A Guided Tour of AI in Neuroimaging

Paul Thompson Presenter
USC
Marina Del Rey, CA 
United States
 
Sunday, Jun 23: 9:00 AM - 6:00 PM
Educational Course - Full Day (8 hours) 
COEX 
Room: Conference Room E 5 
Artificial intelligence (AI) and deep learning methods are revolutionizing neuroscience, radiology and medicine, bringing powerful new approaches to analyze brain images, text, and clinical data. As the vast landscape of activity in AI makes it hard to keep up with all the key developments, we offer a guided tour for neuroimagers - summarizing several major lines of work applying AI methods to neuroimaging and population-based brain mapping datasets. The lecture will help neuroimagers get up to speed with AI methods in neuroimaging, covering the main concepts and applications.

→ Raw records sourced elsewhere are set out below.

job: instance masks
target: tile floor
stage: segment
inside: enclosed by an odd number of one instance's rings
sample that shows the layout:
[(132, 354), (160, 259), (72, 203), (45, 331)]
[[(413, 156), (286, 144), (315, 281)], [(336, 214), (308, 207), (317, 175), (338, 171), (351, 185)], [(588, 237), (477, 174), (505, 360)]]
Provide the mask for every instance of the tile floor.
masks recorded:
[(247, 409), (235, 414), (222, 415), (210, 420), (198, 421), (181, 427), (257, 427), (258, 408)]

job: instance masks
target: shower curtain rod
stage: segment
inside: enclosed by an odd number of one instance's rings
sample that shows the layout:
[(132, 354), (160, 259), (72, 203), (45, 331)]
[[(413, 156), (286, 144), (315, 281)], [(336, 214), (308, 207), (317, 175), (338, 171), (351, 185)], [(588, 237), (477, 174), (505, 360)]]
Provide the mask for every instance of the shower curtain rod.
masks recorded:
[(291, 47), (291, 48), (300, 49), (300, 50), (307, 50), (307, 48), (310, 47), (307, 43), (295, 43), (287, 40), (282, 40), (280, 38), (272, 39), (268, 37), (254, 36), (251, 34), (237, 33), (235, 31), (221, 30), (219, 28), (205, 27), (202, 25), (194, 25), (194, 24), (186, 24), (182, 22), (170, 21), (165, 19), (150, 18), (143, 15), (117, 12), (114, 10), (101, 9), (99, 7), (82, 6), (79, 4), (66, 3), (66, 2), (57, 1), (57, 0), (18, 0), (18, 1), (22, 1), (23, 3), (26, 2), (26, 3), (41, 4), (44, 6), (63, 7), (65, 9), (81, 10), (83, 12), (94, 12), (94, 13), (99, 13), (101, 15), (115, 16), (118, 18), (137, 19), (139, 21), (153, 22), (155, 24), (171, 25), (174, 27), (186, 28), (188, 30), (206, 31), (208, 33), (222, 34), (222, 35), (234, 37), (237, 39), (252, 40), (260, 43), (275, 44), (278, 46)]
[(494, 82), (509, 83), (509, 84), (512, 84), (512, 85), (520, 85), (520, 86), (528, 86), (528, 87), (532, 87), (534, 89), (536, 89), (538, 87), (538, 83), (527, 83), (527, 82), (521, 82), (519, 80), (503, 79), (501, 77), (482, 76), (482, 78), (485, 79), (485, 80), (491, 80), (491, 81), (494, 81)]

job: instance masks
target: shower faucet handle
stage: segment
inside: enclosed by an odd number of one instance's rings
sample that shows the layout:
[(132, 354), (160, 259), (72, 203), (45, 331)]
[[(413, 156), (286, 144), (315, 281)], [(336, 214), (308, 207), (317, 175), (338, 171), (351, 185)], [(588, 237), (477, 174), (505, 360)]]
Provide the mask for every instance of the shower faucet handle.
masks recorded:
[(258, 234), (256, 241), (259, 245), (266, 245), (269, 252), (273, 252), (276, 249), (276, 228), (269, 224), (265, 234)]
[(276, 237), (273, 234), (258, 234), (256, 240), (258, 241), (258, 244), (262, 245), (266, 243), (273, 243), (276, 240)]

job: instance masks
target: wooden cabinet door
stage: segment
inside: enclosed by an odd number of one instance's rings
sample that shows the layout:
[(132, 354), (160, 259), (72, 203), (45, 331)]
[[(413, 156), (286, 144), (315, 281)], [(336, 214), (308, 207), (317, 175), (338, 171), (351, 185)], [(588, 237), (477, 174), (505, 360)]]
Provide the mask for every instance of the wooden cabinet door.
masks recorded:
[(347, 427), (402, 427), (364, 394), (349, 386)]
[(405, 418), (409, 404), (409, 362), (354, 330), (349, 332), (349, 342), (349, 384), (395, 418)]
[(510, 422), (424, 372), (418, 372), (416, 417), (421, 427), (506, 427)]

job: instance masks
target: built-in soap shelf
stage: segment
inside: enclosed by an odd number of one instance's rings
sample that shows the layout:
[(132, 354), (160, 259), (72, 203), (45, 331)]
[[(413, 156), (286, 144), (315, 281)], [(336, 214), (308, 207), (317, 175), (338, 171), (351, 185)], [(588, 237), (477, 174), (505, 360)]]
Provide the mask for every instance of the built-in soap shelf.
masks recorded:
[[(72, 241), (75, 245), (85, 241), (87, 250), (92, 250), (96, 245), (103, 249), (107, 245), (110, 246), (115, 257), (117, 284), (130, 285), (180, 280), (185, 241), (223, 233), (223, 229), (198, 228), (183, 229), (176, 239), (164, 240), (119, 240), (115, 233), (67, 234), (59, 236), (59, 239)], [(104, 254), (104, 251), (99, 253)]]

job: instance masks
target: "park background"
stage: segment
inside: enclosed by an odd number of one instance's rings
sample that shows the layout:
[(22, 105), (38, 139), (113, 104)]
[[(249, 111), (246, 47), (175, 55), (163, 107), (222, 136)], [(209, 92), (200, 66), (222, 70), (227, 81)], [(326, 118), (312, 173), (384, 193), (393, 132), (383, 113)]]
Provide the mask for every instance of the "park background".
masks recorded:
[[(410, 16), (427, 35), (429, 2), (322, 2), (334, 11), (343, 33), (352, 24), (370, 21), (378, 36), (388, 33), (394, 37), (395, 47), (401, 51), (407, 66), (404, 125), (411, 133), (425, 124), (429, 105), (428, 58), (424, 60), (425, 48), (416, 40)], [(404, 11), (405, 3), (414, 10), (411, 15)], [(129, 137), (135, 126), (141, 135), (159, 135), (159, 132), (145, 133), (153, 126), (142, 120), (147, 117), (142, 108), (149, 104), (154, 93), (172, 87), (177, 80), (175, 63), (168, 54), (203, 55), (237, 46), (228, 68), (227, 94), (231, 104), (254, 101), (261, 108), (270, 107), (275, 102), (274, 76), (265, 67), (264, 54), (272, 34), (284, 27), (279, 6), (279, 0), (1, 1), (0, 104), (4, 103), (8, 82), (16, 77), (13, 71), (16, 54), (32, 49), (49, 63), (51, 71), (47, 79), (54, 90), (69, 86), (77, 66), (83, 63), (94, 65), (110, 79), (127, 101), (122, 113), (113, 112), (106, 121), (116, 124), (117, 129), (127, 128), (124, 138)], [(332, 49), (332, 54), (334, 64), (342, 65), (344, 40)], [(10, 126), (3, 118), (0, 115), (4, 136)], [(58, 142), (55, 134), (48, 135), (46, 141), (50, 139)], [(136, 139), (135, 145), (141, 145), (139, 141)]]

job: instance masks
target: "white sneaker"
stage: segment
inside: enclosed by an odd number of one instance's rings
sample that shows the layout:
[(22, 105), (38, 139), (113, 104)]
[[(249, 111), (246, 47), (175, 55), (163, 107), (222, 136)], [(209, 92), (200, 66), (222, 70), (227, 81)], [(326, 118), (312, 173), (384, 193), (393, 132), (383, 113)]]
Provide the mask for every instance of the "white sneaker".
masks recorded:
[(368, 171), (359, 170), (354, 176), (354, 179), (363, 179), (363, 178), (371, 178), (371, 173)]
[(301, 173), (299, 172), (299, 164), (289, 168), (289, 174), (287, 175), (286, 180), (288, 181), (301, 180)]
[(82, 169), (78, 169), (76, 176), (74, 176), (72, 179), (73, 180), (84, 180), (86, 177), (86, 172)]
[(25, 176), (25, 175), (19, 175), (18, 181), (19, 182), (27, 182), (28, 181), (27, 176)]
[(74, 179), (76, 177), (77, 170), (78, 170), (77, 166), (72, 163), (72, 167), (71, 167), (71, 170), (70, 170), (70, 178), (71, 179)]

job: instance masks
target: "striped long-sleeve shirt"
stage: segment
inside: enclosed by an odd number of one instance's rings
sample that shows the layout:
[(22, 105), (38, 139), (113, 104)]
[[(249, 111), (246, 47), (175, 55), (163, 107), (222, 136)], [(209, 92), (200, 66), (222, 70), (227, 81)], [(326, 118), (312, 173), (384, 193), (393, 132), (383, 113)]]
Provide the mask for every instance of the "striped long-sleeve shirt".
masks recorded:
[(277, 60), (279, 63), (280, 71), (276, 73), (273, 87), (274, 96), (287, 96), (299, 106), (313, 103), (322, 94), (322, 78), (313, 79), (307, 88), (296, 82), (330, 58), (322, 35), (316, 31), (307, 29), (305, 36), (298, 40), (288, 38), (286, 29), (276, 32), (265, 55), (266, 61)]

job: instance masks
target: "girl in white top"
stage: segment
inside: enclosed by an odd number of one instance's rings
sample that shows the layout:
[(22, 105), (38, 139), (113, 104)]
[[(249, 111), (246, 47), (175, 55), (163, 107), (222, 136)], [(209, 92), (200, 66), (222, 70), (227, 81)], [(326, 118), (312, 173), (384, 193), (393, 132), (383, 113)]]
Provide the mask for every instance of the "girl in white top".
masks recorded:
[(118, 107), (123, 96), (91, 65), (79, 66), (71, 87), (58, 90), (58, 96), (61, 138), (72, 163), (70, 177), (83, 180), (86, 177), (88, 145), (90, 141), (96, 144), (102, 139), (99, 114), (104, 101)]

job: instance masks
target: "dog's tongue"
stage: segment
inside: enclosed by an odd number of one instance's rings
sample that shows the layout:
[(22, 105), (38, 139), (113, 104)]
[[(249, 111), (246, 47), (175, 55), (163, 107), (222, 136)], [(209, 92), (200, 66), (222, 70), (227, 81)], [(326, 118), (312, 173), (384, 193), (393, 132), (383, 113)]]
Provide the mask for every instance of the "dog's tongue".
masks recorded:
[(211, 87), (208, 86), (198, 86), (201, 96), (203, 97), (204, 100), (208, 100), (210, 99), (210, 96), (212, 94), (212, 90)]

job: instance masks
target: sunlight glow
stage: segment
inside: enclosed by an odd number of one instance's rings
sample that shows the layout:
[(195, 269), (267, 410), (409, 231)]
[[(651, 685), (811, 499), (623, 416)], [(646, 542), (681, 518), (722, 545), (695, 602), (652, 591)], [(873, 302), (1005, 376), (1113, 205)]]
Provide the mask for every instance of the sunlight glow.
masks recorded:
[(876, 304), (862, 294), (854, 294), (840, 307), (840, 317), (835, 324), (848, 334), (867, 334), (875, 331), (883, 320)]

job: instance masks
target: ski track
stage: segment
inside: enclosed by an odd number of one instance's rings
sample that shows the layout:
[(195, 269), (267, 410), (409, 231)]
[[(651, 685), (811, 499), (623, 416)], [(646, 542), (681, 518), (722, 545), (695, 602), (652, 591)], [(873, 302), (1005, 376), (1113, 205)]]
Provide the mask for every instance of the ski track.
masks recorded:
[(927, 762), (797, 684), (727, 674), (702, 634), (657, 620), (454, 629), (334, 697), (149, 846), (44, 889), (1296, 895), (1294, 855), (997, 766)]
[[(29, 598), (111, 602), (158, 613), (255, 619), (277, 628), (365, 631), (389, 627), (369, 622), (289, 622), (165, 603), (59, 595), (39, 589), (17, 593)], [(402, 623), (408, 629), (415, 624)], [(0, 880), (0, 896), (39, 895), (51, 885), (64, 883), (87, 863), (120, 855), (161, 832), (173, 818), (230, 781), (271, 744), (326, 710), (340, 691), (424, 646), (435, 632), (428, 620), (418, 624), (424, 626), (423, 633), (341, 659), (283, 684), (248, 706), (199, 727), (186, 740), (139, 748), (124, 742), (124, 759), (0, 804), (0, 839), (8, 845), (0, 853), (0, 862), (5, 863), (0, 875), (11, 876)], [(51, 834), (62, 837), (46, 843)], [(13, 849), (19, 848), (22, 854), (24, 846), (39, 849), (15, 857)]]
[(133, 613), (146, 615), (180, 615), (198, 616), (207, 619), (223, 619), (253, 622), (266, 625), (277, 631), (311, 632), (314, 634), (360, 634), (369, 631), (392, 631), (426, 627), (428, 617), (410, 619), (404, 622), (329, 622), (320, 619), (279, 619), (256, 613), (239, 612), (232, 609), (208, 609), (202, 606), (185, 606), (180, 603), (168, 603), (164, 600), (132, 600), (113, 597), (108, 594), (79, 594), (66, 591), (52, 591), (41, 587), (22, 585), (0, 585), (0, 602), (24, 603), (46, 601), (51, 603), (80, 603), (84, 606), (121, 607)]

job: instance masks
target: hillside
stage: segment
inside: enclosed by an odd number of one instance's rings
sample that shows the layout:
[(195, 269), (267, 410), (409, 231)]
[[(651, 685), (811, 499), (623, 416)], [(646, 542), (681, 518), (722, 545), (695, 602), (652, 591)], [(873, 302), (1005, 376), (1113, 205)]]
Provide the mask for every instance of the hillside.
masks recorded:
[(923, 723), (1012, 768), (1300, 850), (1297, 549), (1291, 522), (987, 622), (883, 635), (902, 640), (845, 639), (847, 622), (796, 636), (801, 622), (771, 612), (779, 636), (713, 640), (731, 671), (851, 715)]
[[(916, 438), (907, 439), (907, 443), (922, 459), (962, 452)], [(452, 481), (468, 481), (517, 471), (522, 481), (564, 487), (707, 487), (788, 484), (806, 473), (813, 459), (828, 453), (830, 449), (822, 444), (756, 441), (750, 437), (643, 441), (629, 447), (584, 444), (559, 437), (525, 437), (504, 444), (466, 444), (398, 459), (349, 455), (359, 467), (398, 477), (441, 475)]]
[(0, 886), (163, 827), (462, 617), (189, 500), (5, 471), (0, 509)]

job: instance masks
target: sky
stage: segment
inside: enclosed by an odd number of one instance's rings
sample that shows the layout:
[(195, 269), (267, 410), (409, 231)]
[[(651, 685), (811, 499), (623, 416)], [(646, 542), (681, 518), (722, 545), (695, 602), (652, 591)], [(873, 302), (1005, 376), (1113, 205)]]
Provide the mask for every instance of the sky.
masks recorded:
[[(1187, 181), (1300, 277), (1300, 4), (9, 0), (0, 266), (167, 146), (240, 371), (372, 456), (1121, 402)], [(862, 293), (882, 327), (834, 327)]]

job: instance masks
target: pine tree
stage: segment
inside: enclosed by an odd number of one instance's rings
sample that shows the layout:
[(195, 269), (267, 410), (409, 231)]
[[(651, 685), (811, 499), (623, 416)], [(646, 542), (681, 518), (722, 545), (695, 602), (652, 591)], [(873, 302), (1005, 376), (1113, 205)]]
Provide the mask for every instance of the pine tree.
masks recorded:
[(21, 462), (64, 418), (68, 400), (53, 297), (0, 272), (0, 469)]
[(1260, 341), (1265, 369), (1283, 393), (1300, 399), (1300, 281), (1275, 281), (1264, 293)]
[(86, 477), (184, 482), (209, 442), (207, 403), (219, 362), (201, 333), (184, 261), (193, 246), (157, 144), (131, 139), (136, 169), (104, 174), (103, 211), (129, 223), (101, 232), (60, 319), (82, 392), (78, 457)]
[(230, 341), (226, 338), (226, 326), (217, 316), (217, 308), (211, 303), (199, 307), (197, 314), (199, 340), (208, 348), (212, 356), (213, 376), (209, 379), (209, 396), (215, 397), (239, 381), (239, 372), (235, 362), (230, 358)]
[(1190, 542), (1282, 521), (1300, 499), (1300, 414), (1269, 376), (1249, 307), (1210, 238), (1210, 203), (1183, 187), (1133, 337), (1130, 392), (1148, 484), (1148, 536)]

We begin by explaining 2D and 3D convolutional neural networks (CNNs), Vision Transformers (ViTs), and variational autoencoders (VAEs), which can be adapted to distill useful information from large datasets of anatomical, diffusion MRI, and functional MRI. We explain AI methods for common neuroimaging tasks including image registration, anatomical segmentation, diagnostic classification, prognostic modeling, and disease subtyping with illustrative examples from Alzheimer’s disease, Parkinson’s disease, schizophrenia, bipolar disorder, PTSD and autism. We cover (1) fine-tuning of foundation models to neuroimaging data, (2) multimodal fusion methods, such as multimodal VAEs and normative models, that combine multiple types of brain maps to make inferences (e.g., diagnosis and prognosis). Next we cover generative adversarial networks (GANs), denoising diffusion probabilistic models (DDPM), and neural style transfer, which can enhance or synthesize images (super-resolution, or PET from MRI), and harmonize data across scanners and protocols. Finally, we explain how generative AI models are beginning to create large-scale synthetic brain datasets, with applications to quality control of streamlines in tractometry, and modeling disease effects on the human brain.

*The talk includes collaborative work led by Nikhil Dhinagar, Tamoghna Chattopadhyay and many members of our AI4AD and ENIGMA Consortia.